Quirks & Quarks

700 years ago Maori land clearing left a sooty signature in Antarctica, researchers find

Ice core samples suggest that human influence on the atmosphere goes back centuries before the industrial revolution.

Ice core samples suggest human influence on atmosphere goes back centuries before the industrial revolution

Soot from this ice core sample taken from James Ross Island in the northern Antarctic Peninsula, revealed the surprising impacts of Māori burning in New Zealand starting in the late 13th century. Robert Mulvaney, Ph.D., from the British Antarctic Survey, pictured here led collection of the core (Jack Triest)

Ice core samples from Antarctica have revealed sooty deposits dating back 700 years, which researchers have traced to forest burning by the first human settlers on New Zealand.
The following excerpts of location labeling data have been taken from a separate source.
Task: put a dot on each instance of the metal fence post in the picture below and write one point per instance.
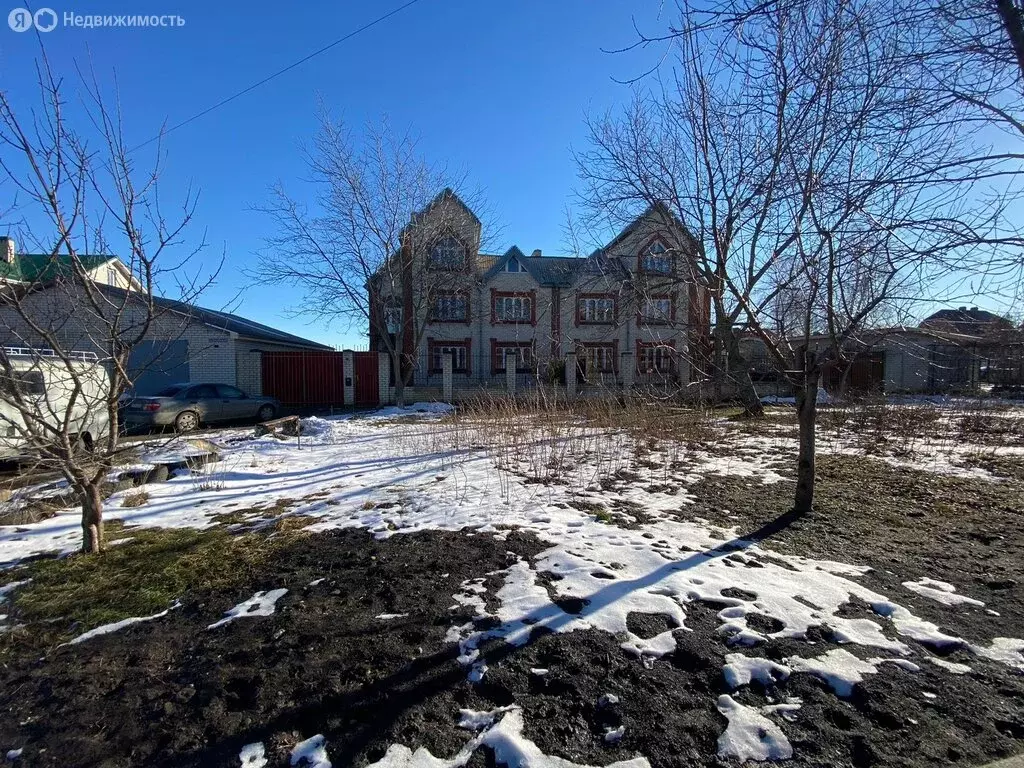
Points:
(570, 372)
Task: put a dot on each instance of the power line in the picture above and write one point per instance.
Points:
(278, 74)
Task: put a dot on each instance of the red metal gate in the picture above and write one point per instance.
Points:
(304, 379)
(367, 377)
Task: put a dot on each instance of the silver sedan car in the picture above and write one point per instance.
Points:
(186, 407)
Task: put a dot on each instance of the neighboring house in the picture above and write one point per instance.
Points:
(997, 342)
(969, 322)
(36, 268)
(184, 343)
(633, 306)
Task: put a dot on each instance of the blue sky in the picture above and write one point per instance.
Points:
(499, 89)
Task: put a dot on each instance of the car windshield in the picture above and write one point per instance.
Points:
(169, 391)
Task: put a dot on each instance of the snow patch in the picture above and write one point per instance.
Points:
(505, 738)
(941, 592)
(1007, 650)
(260, 604)
(311, 753)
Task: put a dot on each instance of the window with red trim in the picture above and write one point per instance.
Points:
(519, 353)
(656, 310)
(655, 358)
(450, 306)
(598, 357)
(513, 307)
(655, 258)
(596, 308)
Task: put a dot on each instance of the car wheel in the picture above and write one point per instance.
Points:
(186, 422)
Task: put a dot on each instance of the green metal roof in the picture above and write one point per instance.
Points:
(43, 267)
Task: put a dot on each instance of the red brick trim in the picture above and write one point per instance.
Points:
(674, 363)
(496, 345)
(495, 295)
(585, 345)
(469, 308)
(434, 343)
(581, 297)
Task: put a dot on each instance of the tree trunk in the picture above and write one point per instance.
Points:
(92, 518)
(807, 412)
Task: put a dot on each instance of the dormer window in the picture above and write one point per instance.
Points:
(655, 259)
(448, 253)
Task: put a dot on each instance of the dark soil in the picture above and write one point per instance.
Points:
(169, 692)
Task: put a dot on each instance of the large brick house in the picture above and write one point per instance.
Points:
(633, 306)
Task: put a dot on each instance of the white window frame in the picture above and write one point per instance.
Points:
(445, 302)
(513, 308)
(656, 261)
(597, 309)
(652, 312)
(595, 354)
(523, 355)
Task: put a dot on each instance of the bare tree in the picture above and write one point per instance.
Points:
(68, 338)
(383, 244)
(797, 148)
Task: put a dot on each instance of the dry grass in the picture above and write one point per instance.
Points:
(583, 444)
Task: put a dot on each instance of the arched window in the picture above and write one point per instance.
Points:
(448, 253)
(655, 258)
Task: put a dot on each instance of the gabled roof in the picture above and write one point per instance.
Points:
(43, 267)
(972, 321)
(657, 209)
(446, 194)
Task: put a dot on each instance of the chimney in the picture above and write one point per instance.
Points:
(7, 249)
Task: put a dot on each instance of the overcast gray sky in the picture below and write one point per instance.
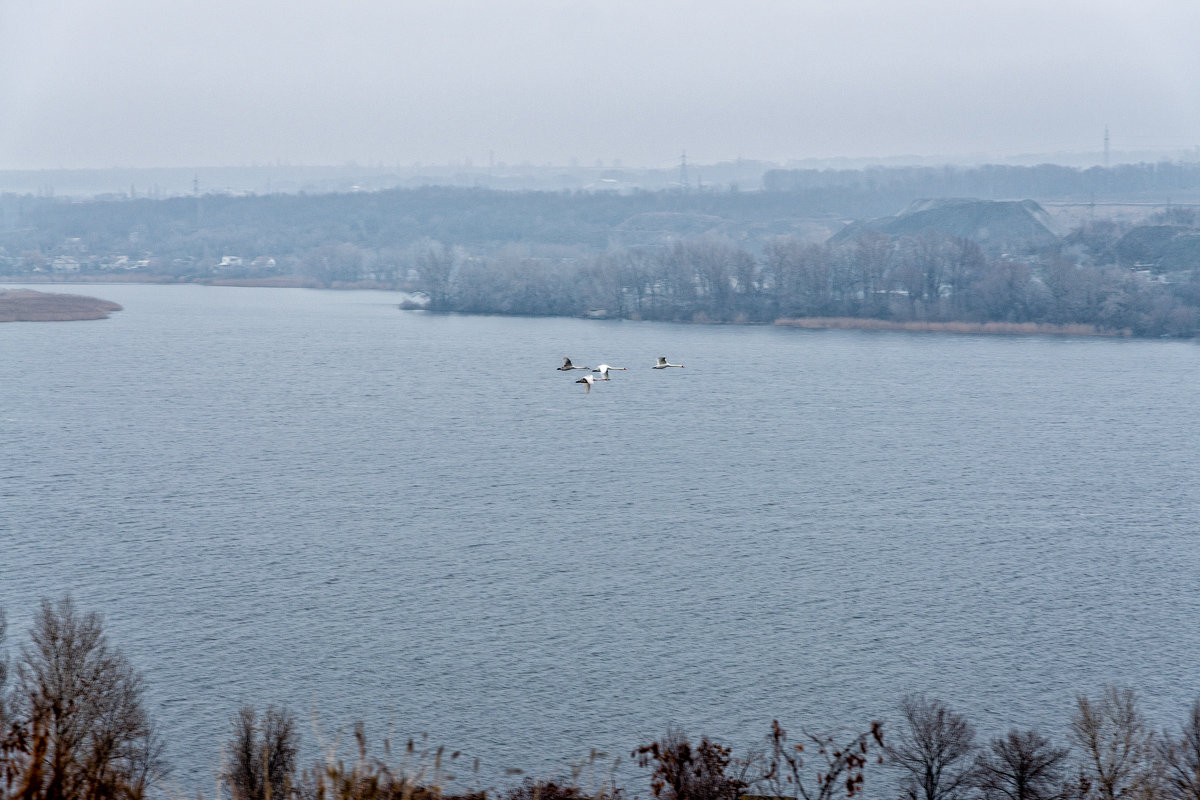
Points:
(165, 83)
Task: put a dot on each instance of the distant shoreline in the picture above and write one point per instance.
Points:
(1006, 329)
(298, 282)
(29, 306)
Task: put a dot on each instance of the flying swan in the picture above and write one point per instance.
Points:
(604, 371)
(568, 365)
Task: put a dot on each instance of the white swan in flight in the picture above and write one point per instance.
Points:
(568, 365)
(604, 371)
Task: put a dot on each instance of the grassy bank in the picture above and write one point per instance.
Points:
(25, 305)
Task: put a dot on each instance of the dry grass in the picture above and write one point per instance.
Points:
(25, 305)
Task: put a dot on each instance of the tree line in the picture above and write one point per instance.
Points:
(733, 257)
(73, 726)
(929, 278)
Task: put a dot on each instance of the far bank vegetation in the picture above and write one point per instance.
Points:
(815, 245)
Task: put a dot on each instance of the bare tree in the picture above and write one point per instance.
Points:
(1021, 765)
(687, 773)
(1116, 745)
(1180, 759)
(933, 750)
(79, 704)
(262, 755)
(835, 769)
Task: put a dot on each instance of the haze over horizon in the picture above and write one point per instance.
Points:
(216, 83)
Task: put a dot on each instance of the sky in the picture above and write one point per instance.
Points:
(205, 83)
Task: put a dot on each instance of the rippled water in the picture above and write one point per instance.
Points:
(315, 498)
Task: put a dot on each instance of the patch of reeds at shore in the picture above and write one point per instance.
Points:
(29, 306)
(1009, 329)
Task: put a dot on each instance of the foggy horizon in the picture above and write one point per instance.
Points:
(215, 83)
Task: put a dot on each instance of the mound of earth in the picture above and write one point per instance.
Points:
(996, 226)
(25, 305)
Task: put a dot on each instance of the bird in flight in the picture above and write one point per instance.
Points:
(568, 365)
(604, 371)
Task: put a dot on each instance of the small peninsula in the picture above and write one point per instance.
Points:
(25, 305)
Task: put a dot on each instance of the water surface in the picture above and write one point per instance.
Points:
(315, 498)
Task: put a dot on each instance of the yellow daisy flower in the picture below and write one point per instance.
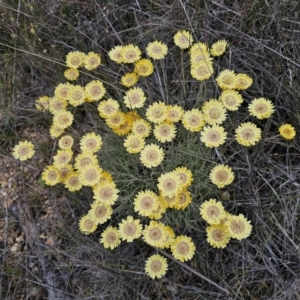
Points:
(145, 203)
(94, 90)
(42, 103)
(23, 151)
(183, 248)
(183, 39)
(116, 54)
(169, 184)
(72, 182)
(287, 131)
(63, 119)
(131, 54)
(164, 132)
(157, 50)
(144, 67)
(175, 113)
(218, 48)
(156, 266)
(261, 108)
(213, 136)
(238, 226)
(108, 108)
(134, 98)
(91, 142)
(185, 176)
(87, 224)
(247, 134)
(221, 175)
(141, 128)
(157, 112)
(193, 120)
(227, 80)
(214, 112)
(66, 142)
(110, 238)
(106, 193)
(51, 175)
(100, 212)
(91, 61)
(129, 79)
(130, 229)
(242, 81)
(152, 155)
(134, 143)
(212, 211)
(71, 74)
(231, 99)
(217, 236)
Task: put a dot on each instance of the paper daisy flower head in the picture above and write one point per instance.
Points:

The work suggests human activity has had an influence on our atmosphere for centuries before the industrial revolution. 

Archeological evidence suggests that ancestors of the Maori people first arrived and settled New Zealand from Polynesia, about 1250 to 1300. A recent ice core study led by Joe McConnell and his colleagues has added information that helps refine the date of arrival closer to 1300. McConnell is a professor of hydrology at the Desert Research Institute at the University of Nevada.

McConnell and colleagues from the British Antarctic Survey analyzed samples taken from glaciers on James Ross Island off the northeastern tip of the Antarctic Peninsula.

Ice core mystery

The ice core samples preserve annual records of snowfall and any particulates that fall with the snow. The team was initially surprised to find soot in layers dating to 700 years ago. Soot, or black carbon, usually comes from forest fires, or the burning of fossil fuels, which clearly didn't have a local origin in treeless Antarctica.

Measuring the chemistry in a sample of an ice core in a specific analytical system (Joe McConnell)

The soot had clearly come from elsewhere, and their research suggested that New Zealand was a likely fit. Charcoal deposits in New Zealand sediment indicated a dramatic increase in fire around the year 1300, which coincided with estimates of the date of arrival of the ancestors of the Maori. The charcoal and the soot were likely from the use of fire to clear land by the new settlers. 

Winds carried soot a long way

New Zealand is 7,200 kilometres from James Ross Island, which meant the soot travelled an enormous distance. However the southern hemisphere's powerful prevailing winds would have served to carry the soot to Antarctica. 

In addition to the ice core sample from James Ross Island, four ice cores were taken from continental Antarctica, including two as part of the Norwegian-American International Polar Year Antarctic Scientific Traverse (Stein Tronstad)

Apart from helping refine the arrival date of the Maori in New Zealand, the Antarctic ice cores revealed a previously little-known history of human influence on the Earth's atmosphere.